EVAW activist and Trinidad and Tobago national, Sherna Alexander Benjamin stressed: “When victims decide to break their silence with the right support and mechanisms in place it can lead to sustainability, without support it leads to poverty, economic deprivation and homelessness.”
Ms. Benjamin was at the time addressing the EU Delegation to Trinidad and Tobago hosted “Orange the World to End Violence Against Women” event to observe the 16 Days of Activism 2016 under the UN Women theme – Raising Money to end Violence Against Women.
- “We need to effectively work to develop transitional housing communities,
- create financial funds to support victims,
- provide academic scholarships,
- and push for job security and innovative job creation incorporating green entrepreneurship which will open doors for economic stability, sustainability and independence.

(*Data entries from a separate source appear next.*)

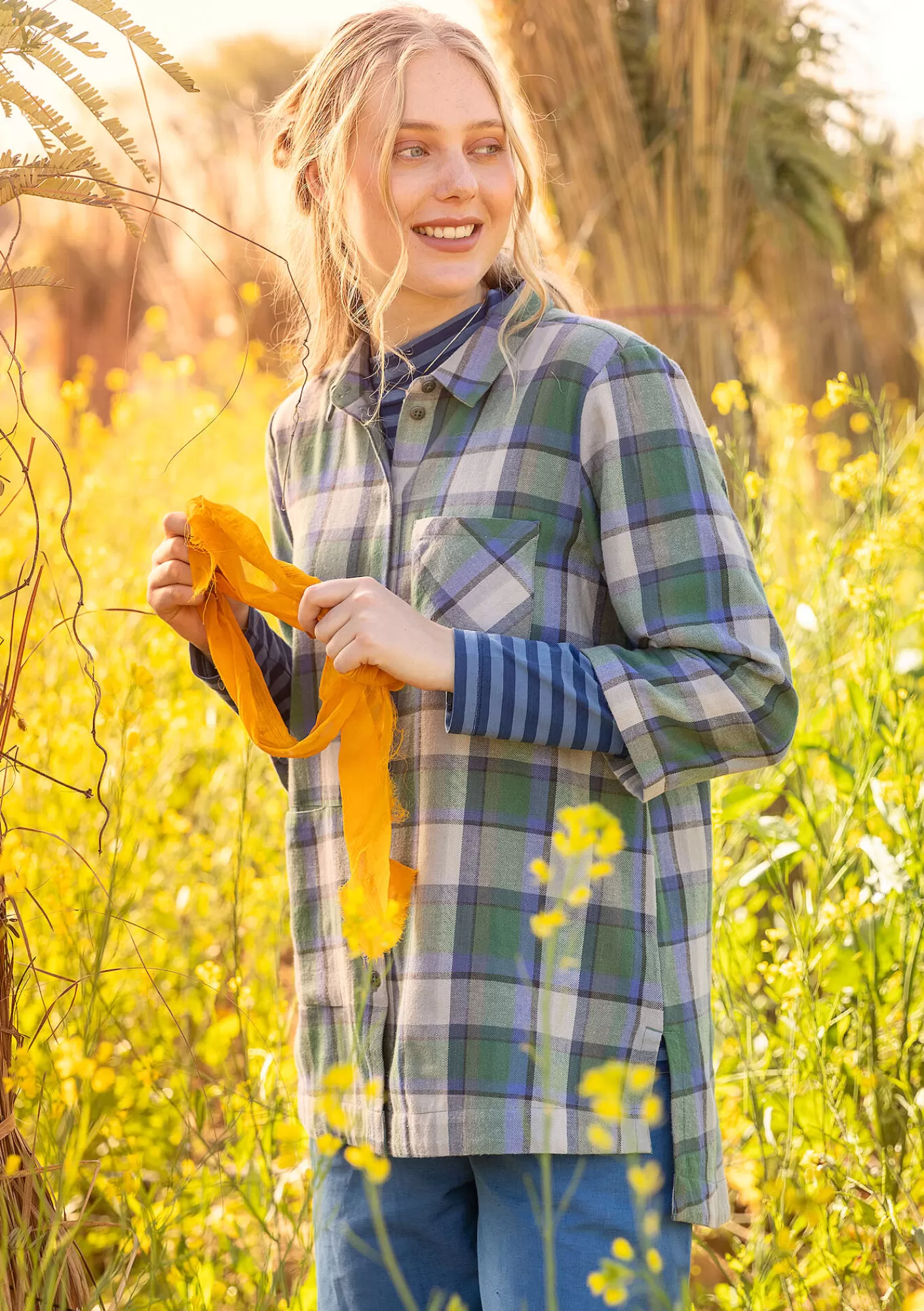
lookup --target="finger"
[151,538,189,565]
[151,582,204,611]
[321,619,356,656]
[151,560,193,587]
[164,510,187,538]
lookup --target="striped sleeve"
[446,628,625,755]
[189,606,292,788]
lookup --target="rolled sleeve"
[446,628,624,755]
[581,338,798,801]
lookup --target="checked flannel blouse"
[190,279,798,1224]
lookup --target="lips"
[410,223,482,254]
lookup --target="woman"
[148,8,797,1311]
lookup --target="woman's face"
[346,50,515,312]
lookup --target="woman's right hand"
[148,510,250,656]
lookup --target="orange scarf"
[186,496,417,960]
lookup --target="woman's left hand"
[299,578,455,692]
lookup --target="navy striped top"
[189,287,625,788]
[367,287,507,460]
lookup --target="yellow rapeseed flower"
[237,282,263,305]
[339,881,404,961]
[529,906,565,937]
[815,433,851,473]
[826,370,851,409]
[195,961,224,988]
[144,305,168,332]
[712,378,747,414]
[831,451,879,501]
[343,1143,392,1184]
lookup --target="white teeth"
[414,223,474,241]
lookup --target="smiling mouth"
[412,223,481,241]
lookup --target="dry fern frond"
[0,71,140,236]
[73,0,198,90]
[0,265,64,291]
[24,42,155,182]
[0,0,198,237]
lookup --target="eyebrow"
[398,118,503,132]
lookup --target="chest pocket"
[410,515,539,637]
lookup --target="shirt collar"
[329,287,539,423]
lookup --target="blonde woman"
[149,8,797,1311]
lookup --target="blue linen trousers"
[312,1041,692,1311]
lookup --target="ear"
[303,160,324,202]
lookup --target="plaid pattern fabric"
[193,287,797,1224]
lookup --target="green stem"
[539,928,558,1311]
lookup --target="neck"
[370,282,488,354]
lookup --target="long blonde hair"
[263,5,583,399]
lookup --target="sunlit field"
[0,320,924,1311]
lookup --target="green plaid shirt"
[266,282,797,1224]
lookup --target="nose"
[434,151,478,201]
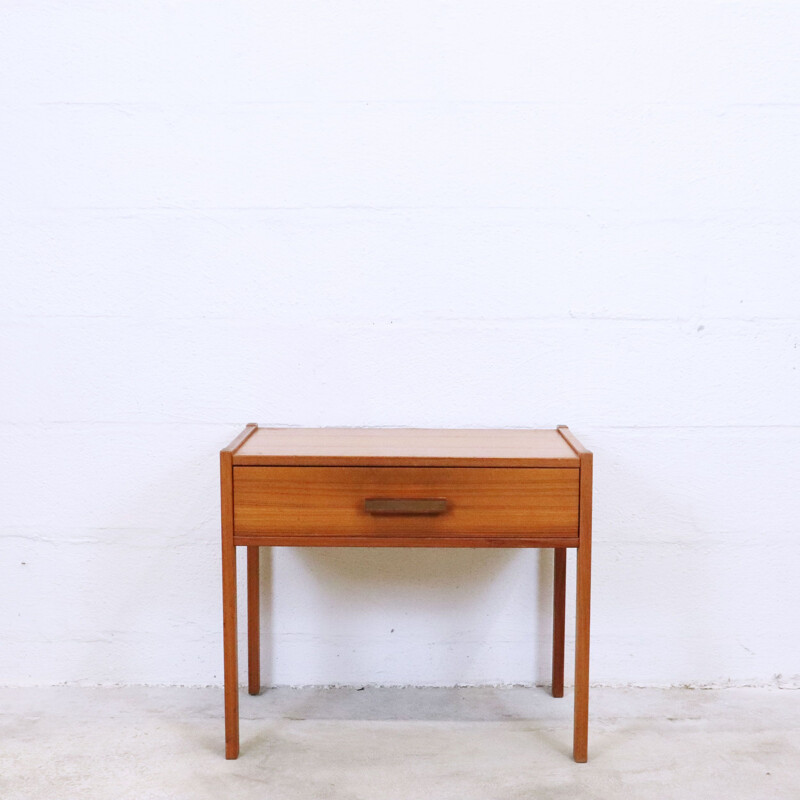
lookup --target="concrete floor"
[0,687,800,800]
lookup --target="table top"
[229,428,580,468]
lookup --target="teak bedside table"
[220,423,592,762]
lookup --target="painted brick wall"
[0,0,800,685]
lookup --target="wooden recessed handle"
[364,497,447,516]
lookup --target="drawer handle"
[364,497,447,516]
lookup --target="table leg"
[222,536,239,758]
[572,537,592,764]
[247,546,261,694]
[552,547,567,697]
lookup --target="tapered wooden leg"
[222,536,239,758]
[247,547,261,694]
[553,547,567,697]
[572,537,592,764]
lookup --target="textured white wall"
[0,0,800,685]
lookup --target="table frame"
[220,423,593,763]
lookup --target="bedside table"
[220,424,592,762]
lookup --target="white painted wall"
[0,0,800,685]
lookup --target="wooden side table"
[220,423,592,762]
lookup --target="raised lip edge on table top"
[220,422,591,469]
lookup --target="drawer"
[233,466,580,539]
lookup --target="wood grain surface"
[233,428,579,469]
[234,467,579,543]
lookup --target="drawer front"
[233,467,580,538]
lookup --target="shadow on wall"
[255,547,553,687]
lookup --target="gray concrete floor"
[0,687,800,800]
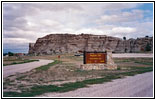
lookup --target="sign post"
[83,52,107,64]
[80,50,117,70]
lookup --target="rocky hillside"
[29,34,153,55]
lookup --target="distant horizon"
[3,33,153,54]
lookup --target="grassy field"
[3,57,39,66]
[3,54,153,97]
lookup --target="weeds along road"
[112,53,153,58]
[39,72,153,97]
[3,59,53,78]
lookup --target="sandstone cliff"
[29,34,153,55]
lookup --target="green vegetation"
[4,65,153,97]
[3,59,39,66]
[135,61,153,65]
[3,57,153,97]
[36,60,62,71]
[145,43,152,51]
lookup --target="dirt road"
[3,59,53,78]
[113,53,153,58]
[40,72,153,97]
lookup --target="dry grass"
[3,54,153,97]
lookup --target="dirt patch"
[3,55,153,95]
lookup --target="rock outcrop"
[29,34,153,55]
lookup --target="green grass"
[36,60,62,71]
[135,61,153,65]
[3,59,39,66]
[3,66,153,97]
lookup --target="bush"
[8,52,14,56]
[145,43,151,51]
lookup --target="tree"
[145,43,151,51]
[8,52,14,56]
[145,35,149,38]
[123,36,126,40]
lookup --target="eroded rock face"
[29,34,153,55]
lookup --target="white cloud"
[112,27,136,33]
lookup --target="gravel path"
[3,59,53,78]
[40,72,153,97]
[113,53,153,58]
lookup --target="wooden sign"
[84,52,107,64]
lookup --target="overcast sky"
[3,2,153,52]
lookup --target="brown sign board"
[84,52,107,64]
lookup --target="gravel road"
[113,53,153,58]
[39,72,153,97]
[3,59,53,78]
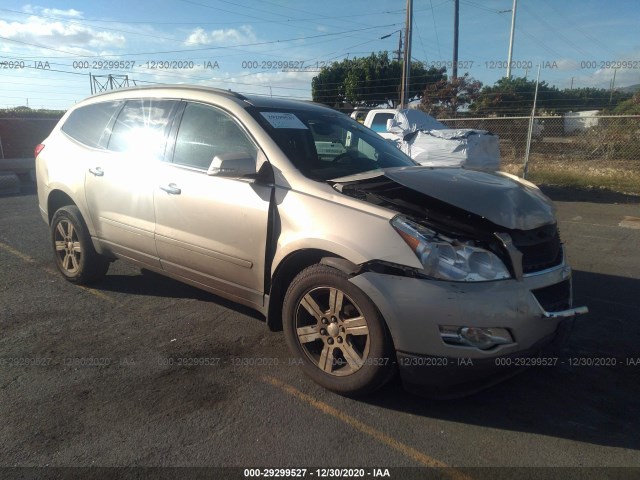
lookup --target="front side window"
[371,112,395,132]
[249,108,417,181]
[173,103,257,170]
[62,101,124,148]
[109,99,178,160]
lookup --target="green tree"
[311,52,445,108]
[420,73,482,117]
[613,91,640,115]
[471,77,561,116]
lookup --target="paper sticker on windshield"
[260,112,307,130]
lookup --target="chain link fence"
[439,112,640,194]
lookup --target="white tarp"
[387,110,500,170]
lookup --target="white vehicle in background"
[360,108,500,170]
[362,108,398,140]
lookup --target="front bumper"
[350,263,588,396]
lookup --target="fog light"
[440,325,513,350]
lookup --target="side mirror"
[207,152,256,177]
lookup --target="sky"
[0,0,640,109]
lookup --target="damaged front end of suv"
[333,168,588,396]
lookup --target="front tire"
[283,265,395,395]
[51,205,109,285]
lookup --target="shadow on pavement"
[367,271,640,450]
[539,185,640,204]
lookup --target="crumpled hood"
[338,167,556,230]
[384,167,555,230]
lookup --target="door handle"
[160,183,182,195]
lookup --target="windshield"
[250,108,417,181]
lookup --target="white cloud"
[22,4,83,18]
[0,16,126,53]
[184,25,257,45]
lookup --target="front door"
[85,99,179,267]
[154,103,272,305]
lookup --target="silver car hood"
[337,167,556,230]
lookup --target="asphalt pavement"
[0,182,640,478]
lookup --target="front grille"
[532,280,571,312]
[511,224,562,273]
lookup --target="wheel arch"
[267,248,359,331]
[47,190,75,225]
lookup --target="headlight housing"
[391,215,511,282]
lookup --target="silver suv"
[36,86,586,395]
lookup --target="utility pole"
[400,0,413,108]
[394,30,402,63]
[609,68,618,103]
[507,0,518,79]
[451,0,460,80]
[380,30,402,62]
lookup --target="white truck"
[356,108,500,170]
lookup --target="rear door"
[154,103,272,305]
[85,99,179,267]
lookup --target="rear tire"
[51,205,110,285]
[283,264,395,396]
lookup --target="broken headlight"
[391,215,511,282]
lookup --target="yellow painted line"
[618,217,640,229]
[0,242,118,304]
[262,375,471,480]
[0,242,36,263]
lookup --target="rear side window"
[173,103,258,170]
[62,101,124,148]
[109,99,179,160]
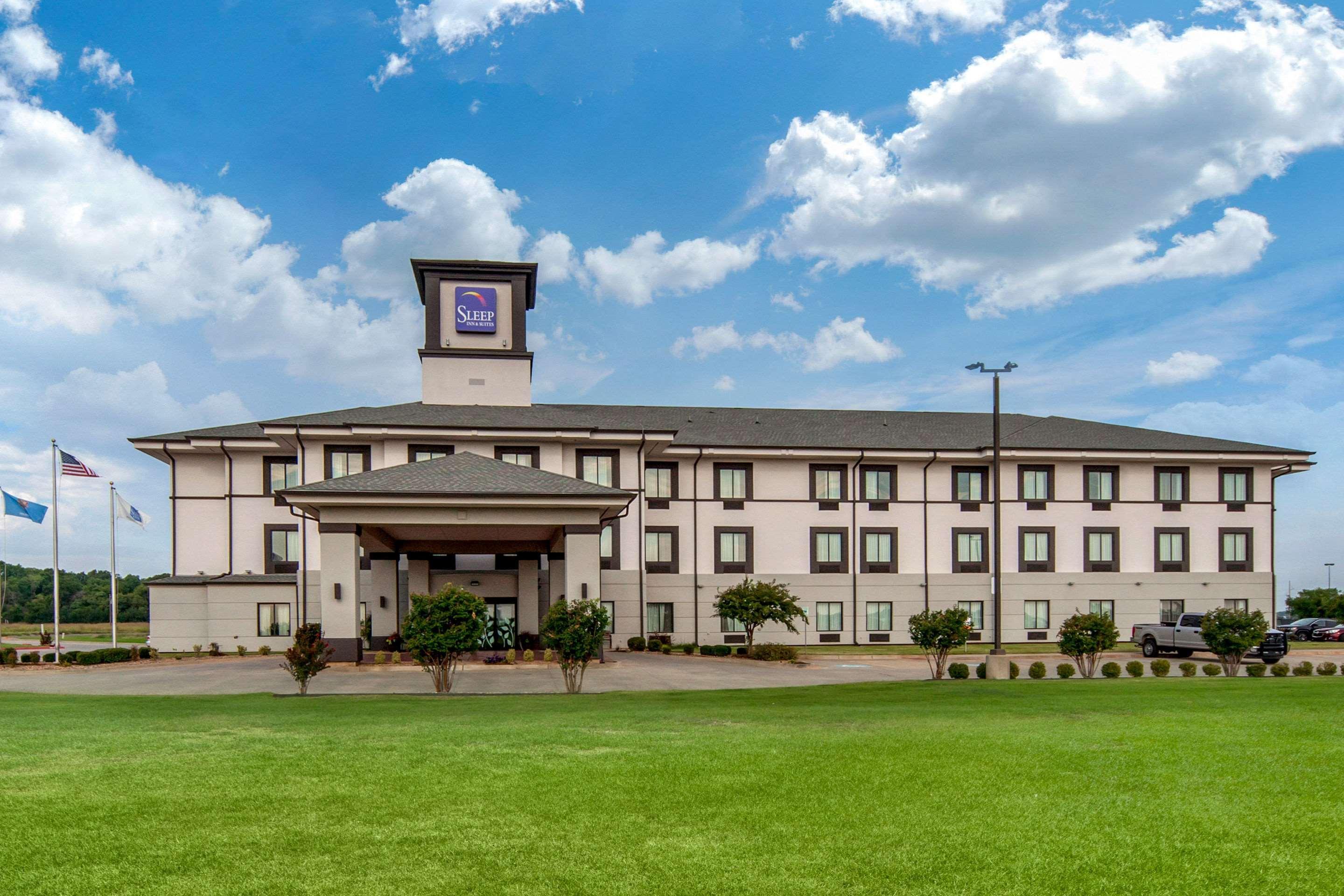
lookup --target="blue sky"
[0,0,1344,592]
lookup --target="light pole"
[966,361,1017,679]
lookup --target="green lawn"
[0,673,1344,896]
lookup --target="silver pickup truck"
[1129,613,1288,664]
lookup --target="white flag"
[117,494,149,529]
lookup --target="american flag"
[58,448,98,480]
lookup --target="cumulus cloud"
[583,230,761,305]
[831,0,1008,40]
[1148,352,1223,385]
[758,0,1344,315]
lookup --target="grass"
[0,682,1344,896]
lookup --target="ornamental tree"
[542,601,609,693]
[714,579,802,653]
[909,607,970,679]
[1199,607,1269,677]
[1059,613,1120,679]
[402,584,488,693]
[280,622,335,694]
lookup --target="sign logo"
[453,286,495,333]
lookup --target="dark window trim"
[859,525,901,572]
[261,523,298,575]
[1153,526,1191,572]
[1083,525,1120,572]
[952,526,989,572]
[714,525,756,575]
[808,525,849,574]
[1017,525,1055,572]
[1218,526,1255,572]
[322,445,371,480]
[644,525,681,575]
[495,445,542,470]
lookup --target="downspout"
[921,451,956,611]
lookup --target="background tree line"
[3,563,167,622]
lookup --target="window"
[957,601,985,631]
[644,525,678,572]
[714,525,751,572]
[265,524,300,575]
[952,529,989,572]
[808,463,849,509]
[1218,466,1254,504]
[327,445,370,480]
[1218,529,1254,572]
[1017,465,1055,504]
[1083,528,1120,572]
[714,463,751,501]
[257,603,289,638]
[1153,529,1190,572]
[952,466,989,504]
[261,457,302,494]
[406,445,453,463]
[817,601,844,631]
[859,528,896,572]
[574,450,621,489]
[1017,526,1055,572]
[1083,466,1120,504]
[867,601,891,631]
[644,603,675,634]
[1153,466,1190,504]
[495,445,542,469]
[1023,601,1050,629]
[644,463,678,506]
[861,466,896,501]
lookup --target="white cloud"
[761,0,1344,315]
[1148,352,1223,385]
[583,230,761,305]
[79,47,136,87]
[831,0,1008,40]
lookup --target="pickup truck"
[1129,613,1288,664]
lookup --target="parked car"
[1129,613,1288,664]
[1282,616,1338,641]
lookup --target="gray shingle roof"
[137,402,1306,454]
[281,451,630,500]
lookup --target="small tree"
[402,584,487,693]
[1199,607,1269,677]
[280,622,335,694]
[910,607,970,679]
[714,579,802,653]
[1059,613,1120,679]
[542,601,608,693]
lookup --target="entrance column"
[317,523,363,662]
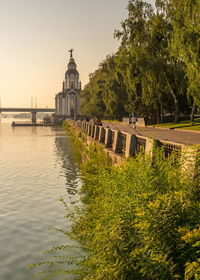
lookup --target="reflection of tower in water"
[55,136,81,204]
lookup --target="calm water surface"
[0,119,81,280]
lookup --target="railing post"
[87,123,92,136]
[113,130,122,153]
[181,145,200,179]
[94,125,99,140]
[91,124,95,137]
[125,133,137,157]
[98,126,105,143]
[105,128,112,148]
[145,137,157,157]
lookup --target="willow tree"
[157,0,200,119]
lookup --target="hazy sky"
[0,0,154,107]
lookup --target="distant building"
[55,50,81,118]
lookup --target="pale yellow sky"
[0,0,154,107]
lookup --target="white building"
[55,50,81,118]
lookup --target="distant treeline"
[81,0,200,122]
[13,113,47,119]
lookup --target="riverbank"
[63,120,200,280]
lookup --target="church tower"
[55,49,81,118]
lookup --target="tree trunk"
[167,80,180,123]
[190,102,196,123]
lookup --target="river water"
[0,120,81,280]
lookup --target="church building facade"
[55,50,81,118]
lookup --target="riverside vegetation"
[29,123,200,280]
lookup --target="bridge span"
[0,108,55,124]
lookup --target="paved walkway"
[103,122,200,145]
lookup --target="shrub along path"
[103,122,200,145]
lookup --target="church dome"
[66,57,78,75]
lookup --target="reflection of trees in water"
[55,136,80,199]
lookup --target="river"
[0,119,81,280]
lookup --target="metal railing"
[136,137,146,153]
[121,133,126,154]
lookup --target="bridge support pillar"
[31,112,37,124]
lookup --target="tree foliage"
[82,0,200,122]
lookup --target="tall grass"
[72,144,200,280]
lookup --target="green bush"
[72,147,200,280]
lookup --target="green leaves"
[73,148,200,280]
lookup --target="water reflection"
[0,124,81,280]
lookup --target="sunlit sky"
[0,0,154,107]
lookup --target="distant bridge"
[0,108,55,123]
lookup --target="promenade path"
[103,122,200,145]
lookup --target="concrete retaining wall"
[67,120,200,177]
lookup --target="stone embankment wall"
[67,120,200,178]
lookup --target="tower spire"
[69,49,74,58]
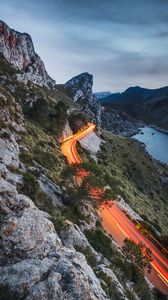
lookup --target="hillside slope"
[0,19,167,300]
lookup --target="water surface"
[133,127,168,164]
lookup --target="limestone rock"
[64,73,101,126]
[0,21,55,87]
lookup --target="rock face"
[79,132,102,158]
[0,21,55,87]
[64,73,101,126]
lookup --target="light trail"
[61,123,168,294]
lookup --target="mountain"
[95,92,111,99]
[0,22,168,300]
[100,86,168,130]
[0,21,55,87]
[64,72,101,126]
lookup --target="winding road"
[61,123,168,294]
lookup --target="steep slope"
[0,21,55,87]
[64,73,101,126]
[0,19,166,300]
[101,86,168,130]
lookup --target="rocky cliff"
[0,21,55,87]
[100,86,168,130]
[0,19,167,300]
[64,73,101,126]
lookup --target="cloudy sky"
[0,0,168,92]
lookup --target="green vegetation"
[98,132,168,234]
[20,121,66,183]
[122,239,152,274]
[0,285,26,300]
[98,271,123,300]
[69,111,89,133]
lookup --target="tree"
[122,238,152,273]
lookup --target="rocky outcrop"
[0,179,107,300]
[0,62,108,300]
[64,73,101,126]
[0,21,55,87]
[80,132,102,158]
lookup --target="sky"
[0,0,168,92]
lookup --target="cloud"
[1,0,168,91]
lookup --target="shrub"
[86,229,113,260]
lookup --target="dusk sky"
[0,0,168,92]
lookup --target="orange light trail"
[61,123,168,294]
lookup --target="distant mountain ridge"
[94,92,111,99]
[100,86,168,130]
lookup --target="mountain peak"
[0,20,55,86]
[64,72,93,102]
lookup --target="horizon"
[1,0,168,93]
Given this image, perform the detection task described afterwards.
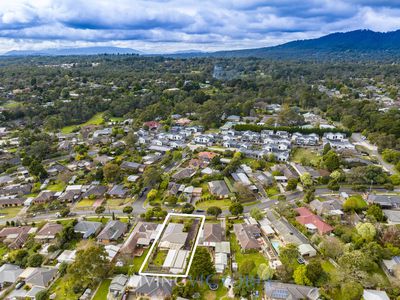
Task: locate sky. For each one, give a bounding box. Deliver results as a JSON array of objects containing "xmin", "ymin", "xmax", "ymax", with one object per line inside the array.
[{"xmin": 0, "ymin": 0, "xmax": 400, "ymax": 53}]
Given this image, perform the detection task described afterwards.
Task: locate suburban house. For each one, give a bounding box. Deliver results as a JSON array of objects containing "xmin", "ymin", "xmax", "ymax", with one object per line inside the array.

We need to effectively work with grassroots organisations as well as with the established organisations from within civil society as grassroots organisations are most often times a victim’s first point of contact”, Ms. Alexander Benjamin added.
Ambassador of the European Union Delegation to Trinidad and Tobago Ambassador Arend Biesebroek told the gathering that sustainable finance is a necessary tool: “…Reflect on the ways that you can help. It may be via concerted lobbying of the Government to set aside more resources; offering your expertise pro-bono; encouraging your co-worker to give; organising a fundraiser at work, engaging a letter writing campaign, or the setting up a Go-Fund Me page on your website”.
He said that the EU had been working with UN Women since 2010 and will continue to make great strides in the promotion of gender equality.